KEY 8: WILLINGNESS
Step Eight: “[We] made a list of all persons we had harmed and became willing to make amends to them all.”
Key Eight: “I acknowledge the people I have offended based on false beliefs, fear, doubt and unworthiness. I am willing to go to any lengths to clean up my side of the street.”
The Work
Set your intention by saying quietly to yourself or out loud:
“I am willing to make a list of all I have intentionally or unintentionally harmed. I am willing to be guided by my inner wisdom.”
“I am willing to list anyone toward whom I have a feeling of dis-ease or discomfort.”
Contemplate
My willingness to clear up my contribution to a negative situation sets me free.
My willingness to see from another’s perspective opens the door to divine understanding.
There’s always more than one side to the story. There’s my side, the other person’s side—and the truth. What’s the real truth around the damaged relationships in my life?
Humility is not humiliation. Humility places me in a position of immense power because it removes the attitude of “I’m right and your wrong,” clears out the noise and connects me to the willingness to restore peace no matter whose fault it is. Humility restores my awareness to its original state of truth and love.

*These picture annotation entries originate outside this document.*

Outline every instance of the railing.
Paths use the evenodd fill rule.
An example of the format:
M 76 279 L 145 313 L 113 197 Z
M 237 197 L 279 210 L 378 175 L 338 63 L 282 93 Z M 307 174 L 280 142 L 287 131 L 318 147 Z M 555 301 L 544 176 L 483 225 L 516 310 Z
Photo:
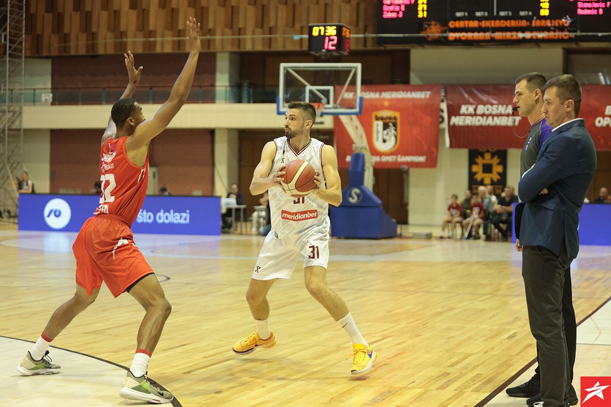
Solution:
M 26 105 L 112 104 L 123 94 L 124 88 L 27 88 L 24 90 L 23 103 Z M 171 87 L 139 87 L 133 96 L 141 104 L 159 104 L 167 100 Z M 194 86 L 188 103 L 274 103 L 277 87 L 240 86 Z M 5 103 L 6 95 L 0 95 L 0 103 Z M 9 90 L 9 101 L 20 95 Z

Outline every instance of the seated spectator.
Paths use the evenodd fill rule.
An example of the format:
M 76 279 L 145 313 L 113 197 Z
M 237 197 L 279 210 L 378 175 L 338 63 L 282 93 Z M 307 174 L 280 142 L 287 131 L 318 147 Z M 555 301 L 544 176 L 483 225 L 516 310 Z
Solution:
M 458 225 L 461 228 L 461 238 L 464 237 L 464 229 L 463 228 L 463 221 L 468 218 L 471 214 L 471 190 L 467 189 L 464 190 L 464 199 L 460 203 L 463 207 L 463 211 L 460 216 L 452 219 L 452 230 Z
M 484 189 L 485 190 L 485 188 Z M 480 239 L 480 225 L 484 223 L 486 218 L 485 209 L 484 204 L 480 202 L 479 194 L 475 194 L 471 199 L 471 206 L 469 207 L 471 211 L 471 216 L 469 218 L 463 221 L 463 228 L 469 229 L 469 223 L 472 228 L 472 236 L 475 239 Z M 468 237 L 468 235 L 465 236 L 465 239 Z
M 492 201 L 492 212 L 494 209 L 496 207 L 497 204 L 499 203 L 499 200 L 497 198 L 496 195 L 494 195 L 494 187 L 488 184 L 486 185 L 486 192 L 488 193 L 488 196 L 490 196 L 490 199 Z M 488 218 L 488 220 L 490 220 L 490 218 Z
M 452 223 L 452 229 L 448 234 L 447 239 L 452 239 L 452 234 L 454 232 L 454 229 L 456 228 L 456 223 L 452 222 L 452 221 L 455 218 L 458 218 L 461 215 L 462 213 L 463 208 L 460 204 L 458 203 L 458 195 L 455 193 L 452 194 L 452 202 L 448 205 L 448 217 L 444 219 L 444 222 L 441 223 L 441 236 L 440 236 L 437 239 L 446 239 L 444 234 L 445 232 L 445 226 L 448 223 Z
M 236 205 L 243 205 L 244 204 L 244 195 L 242 195 L 242 192 L 238 189 L 238 184 L 233 184 L 231 186 L 231 190 L 227 193 L 227 198 L 235 198 L 235 203 Z M 233 210 L 227 211 L 224 214 L 221 215 L 221 218 L 223 221 L 222 230 L 221 231 L 229 231 L 231 230 L 233 225 L 232 225 L 232 214 Z M 240 211 L 236 211 L 235 217 L 237 218 L 238 216 L 241 216 Z
M 492 197 L 488 195 L 488 191 L 486 187 L 478 187 L 477 193 L 480 195 L 480 202 L 484 204 L 484 210 L 486 211 L 486 218 L 489 219 L 490 214 L 494 211 L 494 204 L 492 202 Z
M 27 173 L 25 171 L 21 173 L 21 179 L 17 178 L 17 182 L 19 184 L 20 193 L 34 193 L 34 184 L 32 182 L 32 180 L 29 179 Z
M 598 197 L 592 201 L 592 203 L 611 203 L 609 190 L 603 187 L 598 191 Z
M 269 196 L 267 192 L 263 192 L 263 196 L 259 198 L 259 204 L 262 206 L 267 206 L 267 203 L 269 201 Z M 257 207 L 256 206 L 255 207 Z M 259 229 L 259 211 L 255 209 L 252 212 L 252 231 L 257 232 Z
M 499 198 L 496 207 L 496 215 L 492 220 L 492 225 L 499 233 L 501 240 L 507 242 L 508 239 L 511 225 L 511 215 L 513 212 L 513 204 L 518 202 L 518 197 L 513 194 L 513 187 L 508 185 L 505 187 L 505 196 Z M 500 227 L 505 225 L 505 228 Z

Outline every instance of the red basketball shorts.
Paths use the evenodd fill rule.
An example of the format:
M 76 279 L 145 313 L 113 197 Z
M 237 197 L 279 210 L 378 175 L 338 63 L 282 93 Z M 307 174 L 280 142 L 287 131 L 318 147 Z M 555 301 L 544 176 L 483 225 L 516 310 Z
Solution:
M 116 298 L 152 273 L 133 238 L 130 225 L 119 217 L 103 215 L 87 219 L 72 245 L 76 284 L 91 295 L 104 281 Z

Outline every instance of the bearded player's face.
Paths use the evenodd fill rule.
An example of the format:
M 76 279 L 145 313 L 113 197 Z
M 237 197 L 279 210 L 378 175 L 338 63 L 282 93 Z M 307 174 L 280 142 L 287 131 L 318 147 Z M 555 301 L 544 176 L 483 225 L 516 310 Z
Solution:
M 284 115 L 284 135 L 289 140 L 301 135 L 306 129 L 306 120 L 304 120 L 301 110 L 290 109 Z

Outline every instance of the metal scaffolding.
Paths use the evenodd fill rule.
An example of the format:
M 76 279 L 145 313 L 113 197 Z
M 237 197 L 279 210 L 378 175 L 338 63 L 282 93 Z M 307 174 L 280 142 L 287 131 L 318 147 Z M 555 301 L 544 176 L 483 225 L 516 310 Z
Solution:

I am humbly willing to do anything for my spiritual freedom.
Journal
Revisit your Journal entry for Key #4. Recall the people you identified as sources of difficulty or dis-ease in your life.
How do you feel about making amends to the people listed in your Key #4?
How do you feel about your current relationships to these people? Do you feel violated by the idea of making amends if they’re the ones who have caused the most harm?
Is any of this true—or is that just fear talking?
Even if it is true, and you are not the cause of harm, is being right or being the victim worth holding onto, or are you willing to give that up in order to obtain your freedom and power?
How far are you willing to go to be restored to wholeness?
Affirmations
Key Eight: “I acknowledge the people I have offended based on false beliefs, fear, doubt and unworthiness. I am willing to go to any lengths to clean up my side of the street.”
“In the realm of Spirit, we are all one—therefore, acknowledging my part in the drama sets us all free.”
Action Steps
On a piece of paper, make four columns. In the first column, list the names of people and even institutions (i.e., organizations, banks, the government) that you listed under “resentment” in Key #4. In the second column, refer to the “My Contribution” column associated with that particular name in Key #4, feeling free to add to or clarify as you go. In the third column, under “Amends,” list the action steps you’re willing to take to set that particular situation or relationship right. In the fourth column, under “I Forgive,” list the ways you’re willing to forgive yourself for your contribution to this specific issue.